Para A.S. Abrantes Geraldes, L.F. Pires de Ousa e P. Pimenta (Código de Processo Civil Anotado, vol. I, Almedina, 2019, pág. 466), a verificação do requisito «pode decorrer designadamente de um quadro em que se manifestem os seguintes sinais: pré-insolvência, superação grave do passivo em relação ao ativo, alienação ou tentativa de alienação de património com objetivo de evitar a sua execução, encerramento de estabelecimento comercial, transferência para o estrangeiro, atos de simulação, etc.»[3].

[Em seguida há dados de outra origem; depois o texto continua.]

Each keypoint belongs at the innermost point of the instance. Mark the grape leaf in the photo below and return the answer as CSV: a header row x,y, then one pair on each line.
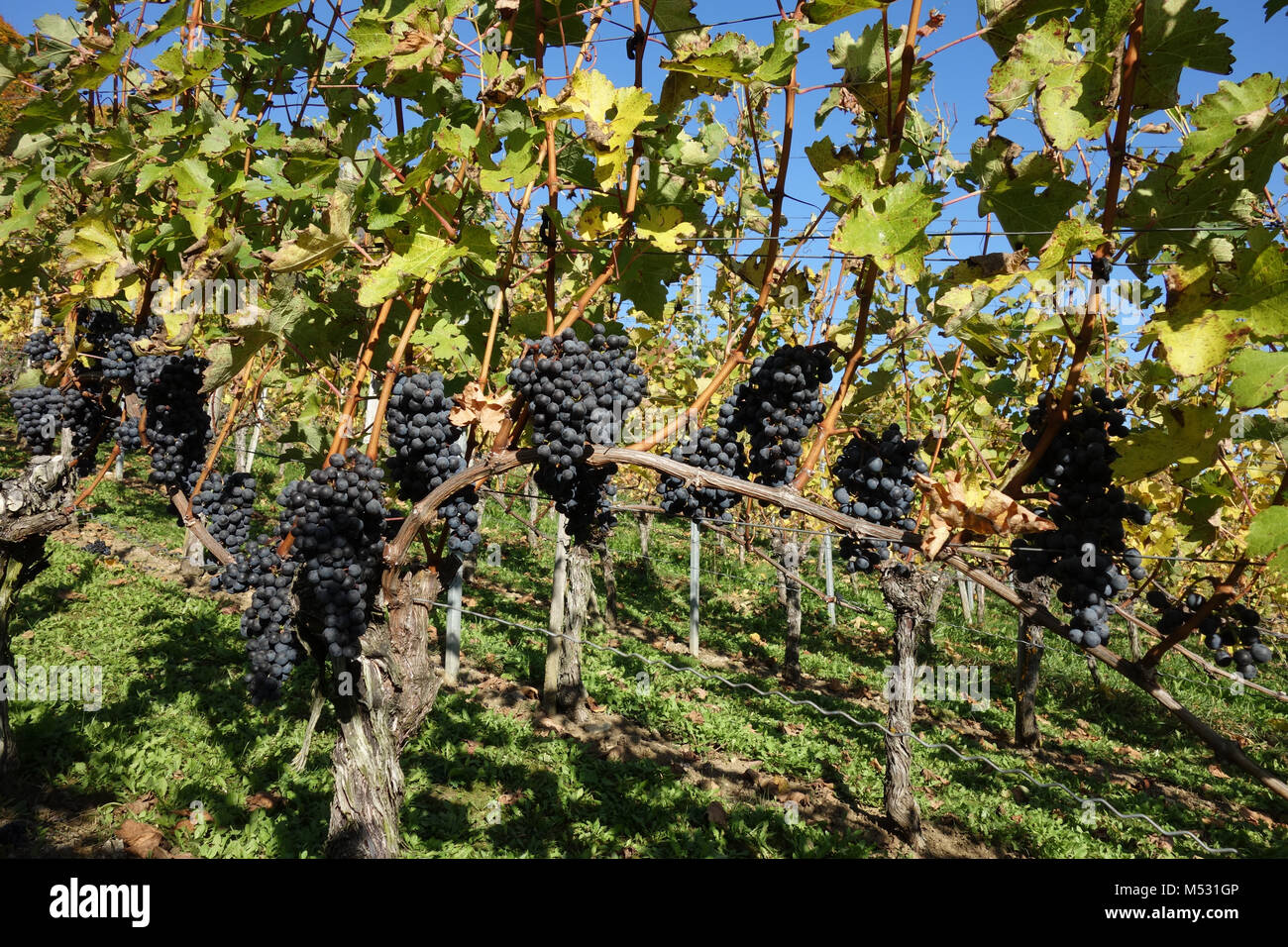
x,y
863,69
1028,198
889,223
1267,532
823,12
1179,34
1201,328
1258,376
310,248
1186,444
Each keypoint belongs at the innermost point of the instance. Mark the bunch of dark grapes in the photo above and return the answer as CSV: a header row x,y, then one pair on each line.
x,y
128,436
84,416
97,326
120,363
42,347
338,519
178,427
874,482
39,411
119,357
267,624
1232,634
778,405
580,393
147,369
426,451
1081,554
226,504
716,450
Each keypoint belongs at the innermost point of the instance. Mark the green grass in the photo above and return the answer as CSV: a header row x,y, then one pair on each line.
x,y
481,784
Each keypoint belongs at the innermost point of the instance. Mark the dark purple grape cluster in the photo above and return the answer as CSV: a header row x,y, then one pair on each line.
x,y
97,324
268,621
39,411
1082,553
428,451
1232,633
128,436
42,347
778,406
716,450
580,394
338,519
121,364
875,480
178,427
147,369
226,504
84,415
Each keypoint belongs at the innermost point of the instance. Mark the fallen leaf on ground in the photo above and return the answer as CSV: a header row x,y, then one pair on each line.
x,y
141,840
262,800
716,815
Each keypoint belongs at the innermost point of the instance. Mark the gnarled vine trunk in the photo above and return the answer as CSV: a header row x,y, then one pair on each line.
x,y
562,689
393,686
907,590
31,506
791,560
1028,663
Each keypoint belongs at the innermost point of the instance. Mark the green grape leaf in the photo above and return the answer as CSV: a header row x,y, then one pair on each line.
x,y
665,227
1267,534
1026,196
1199,329
424,260
730,56
1186,445
310,248
823,12
1257,376
1179,34
889,223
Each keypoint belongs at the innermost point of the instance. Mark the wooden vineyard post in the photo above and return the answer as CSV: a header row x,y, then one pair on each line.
x,y
791,560
1028,664
558,592
452,639
695,579
829,579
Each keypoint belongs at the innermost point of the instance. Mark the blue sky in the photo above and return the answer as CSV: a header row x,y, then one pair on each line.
x,y
960,81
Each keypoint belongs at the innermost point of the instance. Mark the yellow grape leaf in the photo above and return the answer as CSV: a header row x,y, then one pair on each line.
x,y
953,509
475,406
666,227
595,222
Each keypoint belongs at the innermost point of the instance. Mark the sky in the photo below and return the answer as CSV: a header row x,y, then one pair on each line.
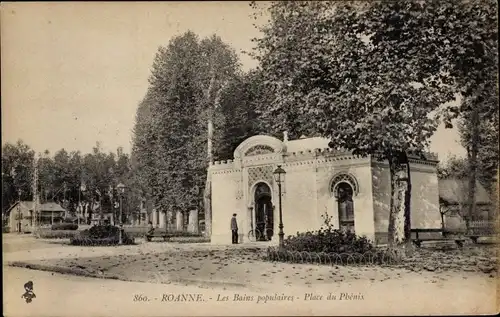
x,y
74,73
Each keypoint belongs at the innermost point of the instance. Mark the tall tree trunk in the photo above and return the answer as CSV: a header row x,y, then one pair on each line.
x,y
407,203
207,202
397,219
392,176
472,155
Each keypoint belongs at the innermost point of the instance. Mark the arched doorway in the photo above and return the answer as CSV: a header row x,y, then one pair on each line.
x,y
264,213
344,194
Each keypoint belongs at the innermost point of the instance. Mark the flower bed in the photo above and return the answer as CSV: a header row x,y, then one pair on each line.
x,y
45,233
64,226
100,236
189,239
373,257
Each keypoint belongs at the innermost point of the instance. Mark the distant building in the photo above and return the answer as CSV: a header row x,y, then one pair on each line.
x,y
22,215
354,190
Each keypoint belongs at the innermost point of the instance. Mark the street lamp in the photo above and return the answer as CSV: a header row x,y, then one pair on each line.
x,y
19,210
279,175
121,190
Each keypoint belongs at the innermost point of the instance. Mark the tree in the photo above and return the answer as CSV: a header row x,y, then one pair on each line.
x,y
241,107
372,77
176,119
17,173
473,64
218,66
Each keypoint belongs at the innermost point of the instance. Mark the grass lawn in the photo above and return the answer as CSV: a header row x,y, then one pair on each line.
x,y
241,266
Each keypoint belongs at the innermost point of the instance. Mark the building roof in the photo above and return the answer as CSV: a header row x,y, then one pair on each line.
x,y
304,144
454,191
48,206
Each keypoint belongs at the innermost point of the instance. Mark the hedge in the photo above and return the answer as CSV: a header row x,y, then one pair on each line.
x,y
64,226
189,239
101,235
55,234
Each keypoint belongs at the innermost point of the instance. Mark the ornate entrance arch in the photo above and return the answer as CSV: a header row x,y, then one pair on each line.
x,y
344,188
264,212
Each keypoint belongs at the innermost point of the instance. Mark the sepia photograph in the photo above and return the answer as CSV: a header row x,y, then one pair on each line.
x,y
263,158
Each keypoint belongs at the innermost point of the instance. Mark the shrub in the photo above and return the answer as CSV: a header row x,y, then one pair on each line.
x,y
101,235
189,239
55,234
328,240
64,226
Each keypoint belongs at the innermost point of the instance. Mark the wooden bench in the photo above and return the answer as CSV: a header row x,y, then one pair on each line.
x,y
480,229
418,241
156,234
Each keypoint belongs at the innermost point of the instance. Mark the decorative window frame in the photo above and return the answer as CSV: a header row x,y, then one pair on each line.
x,y
343,177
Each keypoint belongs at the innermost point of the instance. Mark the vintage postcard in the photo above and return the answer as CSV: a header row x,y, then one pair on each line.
x,y
241,158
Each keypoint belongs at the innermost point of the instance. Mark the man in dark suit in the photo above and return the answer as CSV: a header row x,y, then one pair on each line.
x,y
234,229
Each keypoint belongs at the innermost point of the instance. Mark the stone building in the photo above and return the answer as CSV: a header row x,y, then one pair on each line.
x,y
22,215
355,191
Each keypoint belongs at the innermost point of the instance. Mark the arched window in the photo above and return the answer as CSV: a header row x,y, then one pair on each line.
x,y
344,187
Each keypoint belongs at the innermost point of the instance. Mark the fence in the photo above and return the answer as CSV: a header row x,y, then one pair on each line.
x,y
376,257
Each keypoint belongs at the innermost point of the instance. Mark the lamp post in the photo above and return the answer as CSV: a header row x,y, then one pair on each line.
x,y
279,175
19,210
121,190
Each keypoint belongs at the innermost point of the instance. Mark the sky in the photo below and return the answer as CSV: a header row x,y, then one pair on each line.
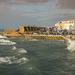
x,y
15,13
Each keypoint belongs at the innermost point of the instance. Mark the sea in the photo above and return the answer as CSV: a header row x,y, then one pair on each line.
x,y
19,56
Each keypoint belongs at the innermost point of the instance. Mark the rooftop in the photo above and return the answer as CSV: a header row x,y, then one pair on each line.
x,y
71,20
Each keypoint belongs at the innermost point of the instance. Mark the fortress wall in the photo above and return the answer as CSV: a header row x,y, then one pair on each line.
x,y
10,30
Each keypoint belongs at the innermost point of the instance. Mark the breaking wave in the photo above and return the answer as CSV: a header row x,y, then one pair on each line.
x,y
6,42
71,45
19,50
33,40
13,60
2,36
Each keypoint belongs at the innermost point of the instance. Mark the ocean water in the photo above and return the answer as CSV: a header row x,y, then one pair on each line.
x,y
36,57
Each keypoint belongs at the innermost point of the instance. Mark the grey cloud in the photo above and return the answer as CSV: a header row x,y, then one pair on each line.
x,y
66,4
34,1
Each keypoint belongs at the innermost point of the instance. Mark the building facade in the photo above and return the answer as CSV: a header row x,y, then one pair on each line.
x,y
66,25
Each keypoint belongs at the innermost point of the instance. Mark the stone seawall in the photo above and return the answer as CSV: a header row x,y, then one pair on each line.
x,y
35,36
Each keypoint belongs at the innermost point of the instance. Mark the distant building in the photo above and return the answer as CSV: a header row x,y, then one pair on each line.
x,y
66,25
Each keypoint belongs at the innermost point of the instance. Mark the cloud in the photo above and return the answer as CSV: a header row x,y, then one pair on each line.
x,y
66,4
33,1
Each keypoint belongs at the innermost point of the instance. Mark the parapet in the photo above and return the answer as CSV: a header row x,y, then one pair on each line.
x,y
10,30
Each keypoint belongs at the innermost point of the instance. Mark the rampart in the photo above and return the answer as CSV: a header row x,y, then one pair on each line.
x,y
10,30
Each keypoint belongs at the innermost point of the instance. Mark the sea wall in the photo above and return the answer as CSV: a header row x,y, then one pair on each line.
x,y
48,37
35,36
10,30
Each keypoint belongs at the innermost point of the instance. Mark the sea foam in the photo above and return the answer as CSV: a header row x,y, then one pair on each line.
x,y
2,36
6,42
71,45
12,60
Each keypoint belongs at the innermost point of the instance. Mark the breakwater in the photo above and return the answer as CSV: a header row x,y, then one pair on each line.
x,y
35,36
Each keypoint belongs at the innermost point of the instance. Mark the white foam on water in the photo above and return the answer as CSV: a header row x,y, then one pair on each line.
x,y
6,42
13,60
2,36
21,50
71,45
14,48
33,40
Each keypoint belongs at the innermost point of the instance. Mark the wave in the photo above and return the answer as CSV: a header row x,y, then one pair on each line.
x,y
33,40
13,60
71,45
6,42
21,50
2,36
14,48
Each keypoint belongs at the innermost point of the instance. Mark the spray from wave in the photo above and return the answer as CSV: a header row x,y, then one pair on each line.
x,y
2,36
19,50
13,60
6,42
71,45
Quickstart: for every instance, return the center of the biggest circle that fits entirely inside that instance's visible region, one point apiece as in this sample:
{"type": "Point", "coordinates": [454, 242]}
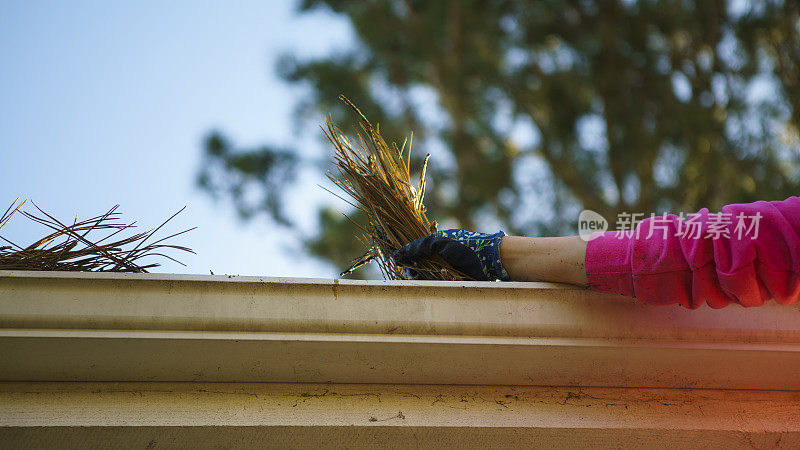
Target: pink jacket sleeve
{"type": "Point", "coordinates": [747, 254]}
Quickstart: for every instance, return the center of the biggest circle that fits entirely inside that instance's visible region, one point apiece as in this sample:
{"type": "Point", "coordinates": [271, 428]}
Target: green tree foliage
{"type": "Point", "coordinates": [629, 106]}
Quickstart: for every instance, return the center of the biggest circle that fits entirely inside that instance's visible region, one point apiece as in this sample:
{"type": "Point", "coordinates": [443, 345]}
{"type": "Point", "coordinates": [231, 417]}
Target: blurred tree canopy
{"type": "Point", "coordinates": [536, 109]}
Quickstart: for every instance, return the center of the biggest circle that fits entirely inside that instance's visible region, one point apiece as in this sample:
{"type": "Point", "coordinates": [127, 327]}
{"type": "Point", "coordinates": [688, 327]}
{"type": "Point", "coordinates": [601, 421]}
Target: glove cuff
{"type": "Point", "coordinates": [490, 257]}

Estes mesmos autores (ob. e loc. cit.) defendem que «na ponderação dos diversos interesses, deve privilegiar-se o credor a quem não foi satisfeito o crédito, em detrimento do devedor em situação de inadimplência. Sendo tantos os pontos de fuga dos devedores às suas responsabilidades (dissipação de bens, simulação de negócios, constituição de sociedades de conveniência, transferência de bens para sociedades off shore, etc.), devem os tribunais privilegiar a tutela de quem, aparentemente, dela careça, assegurando, quando tal se justificar, a apreensão dos bens enquanto é tempo (cf. Abrantes Geraldes, Temas da Reforma do Processo Civil, vol. IV, 4.ª ed., pp 196-202)».
No caso, não se nos depara uma situação de pura recusa de cumprimento de uma obrigação pecuniária, mas antes uma contestação[4], perfeitamente legítima, do valor dos honorários que o requerente pretende cobrar. Ou seja, nada indica que os requeridos pretendem furtar-se ao cumprimento da obrigação de pagar os serviços que lhe foram prestados pelo ilustre Advogado, aqui requerente, mas tão só que se fixe a justa remuneração desses serviços.
Importa frisar que o receio de insatisfação do direito há-de ser fundado e actual. Ou seja, o receio há-de ser de tal ordem que justifique a providência requerida e só a justifica quando as circunstâncias se apresentam de modo a convencer de que está iminente a lesão do direito.
O perigo de insatisfação do direito existe sempre que o tribunal se convença que, com a expectativa da alienação de determinados bens, mormente bens imóveis, o devedor torne consideravelmente difícil a realização coactiva do crédito.
Está indiciariamente provado que os requeridos estão a diligenciar pela venda do prédio urbano supra identificado no ponto 6 do elenco de factos provados.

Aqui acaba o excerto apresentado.